Todos lo rechazaban por su corta edad, hasta que vió un anuncio en un letrero buscando cocineros para eventos. Juan no lo dudó y les escribió una carta diciendo que se dedica a la cocina desde hace años y que se ocupó entre otras cosas se la fiesta de cierre de su empresa, preparando y cocinando todo el menú para los empleados.
Su carta causó impacto en la pequeña empresa de catering pero fue rápidamente descartado por su edad.
Pero Juan no se iba a rendir, después de todo, el tunante siempre conseguía lo que quería y así fue. Luego de varias insistencias, logró convencer a la señora María Paz, dueña del emprendimiento.
Junto a ella Juan vivió tiempos de relativa calma. Cobraba por evento así que debía de adminsitrar bien sus ingresos para que nada les falte durante la época de vacas flacas.
Al cumplir la mayoría de edad sintió que estaba listo para enfrentar su destino, según el consejo de María Paz, que estaba convencida de que sería un chef de fama mundial.

-Tanto el dueño del restaurante, cuyo nombre no recuerdo y María Paz, formaron las bases de mi fortuna- señala Juan, desde su impresionante casa de dos plantas.

Ahora ya con 60 años cumplidos sigue trabajando sin descanso. Su madre falleció hace tres lustros luego de una larga lucha contra la depresión. Para ese tiempo Juan se había casado y había formado una familia. Cerré mi libreta y puse el grabador.

-Al ser mayor de edad, tener experiencia y recomendaciones, los trabajos fueron apareciendo. Trabaje en todas las cocinas que te puedas imaginar, pasando por todos los puestos. Junté lo necesario para abrir mi primer restaurante en el que trabajé de sol a sol y que casi me cuesta a mi familia. Fueron años en los que me obsesioné por crecer y «El Tunante», mi primer restaurante, fue haciéndose conocido. «El Tunante II» y «El Tunante III» fueron el punto final. Más que tres restaurantes no podía ocuparme sin perder la calidad.
Luego de eso formó una familia y pudo darles a sus hijos la infancia que él no tuvo.
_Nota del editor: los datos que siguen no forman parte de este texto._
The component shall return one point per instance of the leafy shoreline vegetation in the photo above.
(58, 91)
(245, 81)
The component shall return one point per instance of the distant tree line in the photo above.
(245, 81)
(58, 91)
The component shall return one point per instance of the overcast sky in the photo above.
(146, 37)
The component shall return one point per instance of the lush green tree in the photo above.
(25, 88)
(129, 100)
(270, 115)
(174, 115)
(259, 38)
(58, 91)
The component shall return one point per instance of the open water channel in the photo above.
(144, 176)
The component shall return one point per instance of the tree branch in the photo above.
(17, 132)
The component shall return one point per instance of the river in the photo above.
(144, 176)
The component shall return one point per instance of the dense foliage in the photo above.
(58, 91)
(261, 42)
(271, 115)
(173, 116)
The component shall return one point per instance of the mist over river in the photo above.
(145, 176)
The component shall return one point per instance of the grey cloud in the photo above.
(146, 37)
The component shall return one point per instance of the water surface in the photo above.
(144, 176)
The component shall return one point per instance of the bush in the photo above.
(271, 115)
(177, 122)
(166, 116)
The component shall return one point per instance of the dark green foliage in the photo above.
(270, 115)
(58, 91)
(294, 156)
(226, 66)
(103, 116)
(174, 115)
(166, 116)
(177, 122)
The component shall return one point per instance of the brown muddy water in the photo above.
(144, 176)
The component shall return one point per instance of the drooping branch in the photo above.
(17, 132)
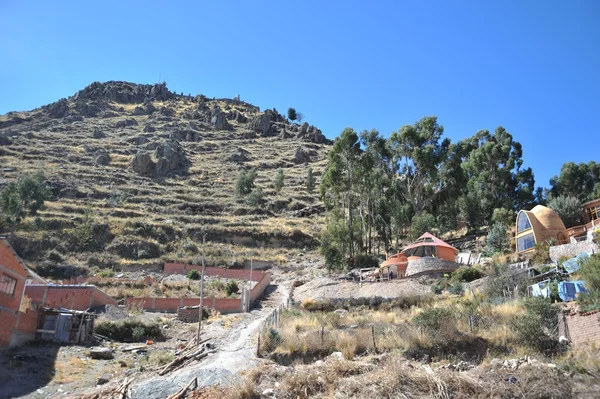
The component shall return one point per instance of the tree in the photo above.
(577, 180)
(292, 115)
(21, 198)
(244, 183)
(310, 181)
(497, 241)
(418, 152)
(279, 180)
(568, 208)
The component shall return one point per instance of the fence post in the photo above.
(373, 334)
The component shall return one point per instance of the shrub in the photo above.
(466, 274)
(193, 274)
(55, 256)
(255, 198)
(244, 183)
(128, 330)
(232, 288)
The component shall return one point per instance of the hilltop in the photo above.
(137, 172)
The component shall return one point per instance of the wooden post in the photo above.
(373, 333)
(201, 290)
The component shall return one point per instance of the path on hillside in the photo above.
(236, 351)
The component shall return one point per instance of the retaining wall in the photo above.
(418, 267)
(573, 249)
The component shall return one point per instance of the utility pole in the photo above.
(201, 289)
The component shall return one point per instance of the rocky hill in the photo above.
(137, 172)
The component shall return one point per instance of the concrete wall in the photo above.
(421, 266)
(572, 250)
(580, 328)
(241, 274)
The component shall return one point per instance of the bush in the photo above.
(466, 274)
(497, 241)
(244, 183)
(193, 274)
(128, 330)
(232, 288)
(255, 198)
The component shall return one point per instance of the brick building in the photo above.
(15, 325)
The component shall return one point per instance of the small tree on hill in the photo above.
(497, 241)
(292, 114)
(279, 180)
(310, 181)
(244, 183)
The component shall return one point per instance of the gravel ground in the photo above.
(329, 288)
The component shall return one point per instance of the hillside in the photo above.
(137, 172)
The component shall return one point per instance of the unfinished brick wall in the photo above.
(580, 327)
(74, 297)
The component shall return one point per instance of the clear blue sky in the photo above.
(531, 66)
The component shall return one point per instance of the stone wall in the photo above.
(572, 250)
(423, 266)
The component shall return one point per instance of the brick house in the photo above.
(13, 275)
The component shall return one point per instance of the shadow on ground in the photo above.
(26, 369)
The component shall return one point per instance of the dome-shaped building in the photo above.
(539, 225)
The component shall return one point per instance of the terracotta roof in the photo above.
(428, 239)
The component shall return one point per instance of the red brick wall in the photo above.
(583, 327)
(70, 297)
(7, 323)
(10, 265)
(241, 274)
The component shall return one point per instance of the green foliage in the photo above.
(292, 115)
(466, 274)
(193, 274)
(232, 288)
(421, 224)
(568, 208)
(577, 180)
(128, 330)
(433, 320)
(279, 180)
(255, 198)
(310, 181)
(504, 216)
(244, 183)
(23, 197)
(497, 239)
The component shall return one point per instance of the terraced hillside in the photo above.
(138, 172)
-Relatas tus penurias con tanta calma. ¿Cuando sentiste un cambio en tu vida?

-Cuando falleció mi mamá y me quedé completamente solo. Ahí me di cuenta que en realidad no estaba solo. Tenía a mi esposa y a mis hijos y debía cuidar de ellos.
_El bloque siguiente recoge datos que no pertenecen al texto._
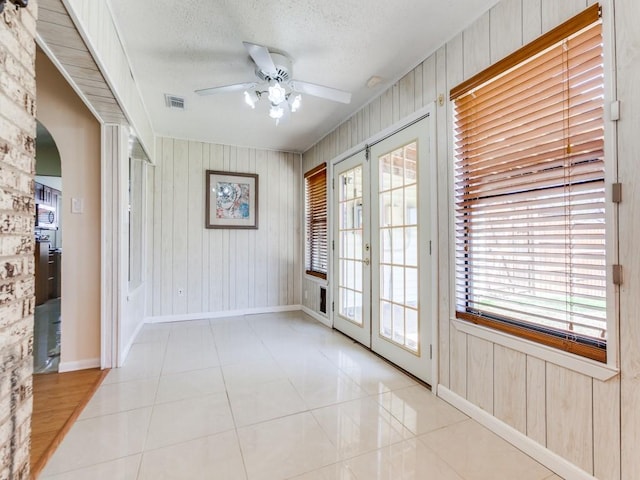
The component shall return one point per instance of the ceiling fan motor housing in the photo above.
(283, 69)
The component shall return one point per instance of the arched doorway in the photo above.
(48, 253)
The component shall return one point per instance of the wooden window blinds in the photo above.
(316, 255)
(530, 191)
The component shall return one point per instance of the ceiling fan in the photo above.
(275, 82)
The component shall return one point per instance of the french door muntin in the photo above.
(351, 249)
(384, 288)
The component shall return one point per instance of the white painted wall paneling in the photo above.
(207, 271)
(569, 416)
(510, 387)
(98, 29)
(522, 393)
(628, 67)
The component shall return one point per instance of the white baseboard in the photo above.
(226, 313)
(316, 316)
(78, 365)
(125, 350)
(546, 457)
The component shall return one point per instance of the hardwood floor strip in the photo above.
(58, 400)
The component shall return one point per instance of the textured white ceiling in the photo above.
(177, 47)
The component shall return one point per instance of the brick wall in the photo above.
(17, 302)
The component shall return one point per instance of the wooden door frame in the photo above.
(428, 110)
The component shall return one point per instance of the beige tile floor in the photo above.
(273, 397)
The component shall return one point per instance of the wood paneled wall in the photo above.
(573, 415)
(627, 39)
(95, 20)
(221, 270)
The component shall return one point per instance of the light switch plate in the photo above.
(77, 205)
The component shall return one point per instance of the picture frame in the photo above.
(231, 200)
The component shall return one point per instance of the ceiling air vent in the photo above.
(173, 101)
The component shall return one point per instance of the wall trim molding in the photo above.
(225, 313)
(316, 316)
(125, 349)
(78, 365)
(538, 452)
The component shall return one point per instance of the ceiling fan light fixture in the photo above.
(296, 102)
(276, 112)
(250, 98)
(277, 94)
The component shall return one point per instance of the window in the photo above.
(315, 193)
(530, 191)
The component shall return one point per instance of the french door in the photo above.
(383, 289)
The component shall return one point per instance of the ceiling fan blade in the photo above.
(261, 57)
(321, 91)
(226, 88)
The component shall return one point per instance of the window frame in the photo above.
(572, 26)
(310, 221)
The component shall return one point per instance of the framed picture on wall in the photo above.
(231, 200)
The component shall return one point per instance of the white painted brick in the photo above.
(17, 302)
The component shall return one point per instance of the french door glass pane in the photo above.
(398, 218)
(350, 248)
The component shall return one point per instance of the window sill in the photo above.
(585, 366)
(318, 280)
-Habiendo creado ya un nombre, un sello de calidad, ¿sientes que tus sueños se hicieron realidad?

-¿Sabes lo que siento ahora?. Siento que por fin puedo comenzar a disfrutar de la vida – me dijo, mostrándome una foto de él, su madre, su esposa y sus hijos.

— o—

Algunos consideran a la infancia como una época de juegos.
Otros como una tortura hasta crecer.
Algunos no supieron que la vida se puede disfrutar.
Otros no lo saben hacer.

Las realidades de cada uno son distintas, pero si conoces las historias, ayúdalos con lo que puedas. No le cierres los ojos por no tener. Valora el esfuerzo del otro, aunque no te traiga ningún beneficio. Ellos te lo agradecerán.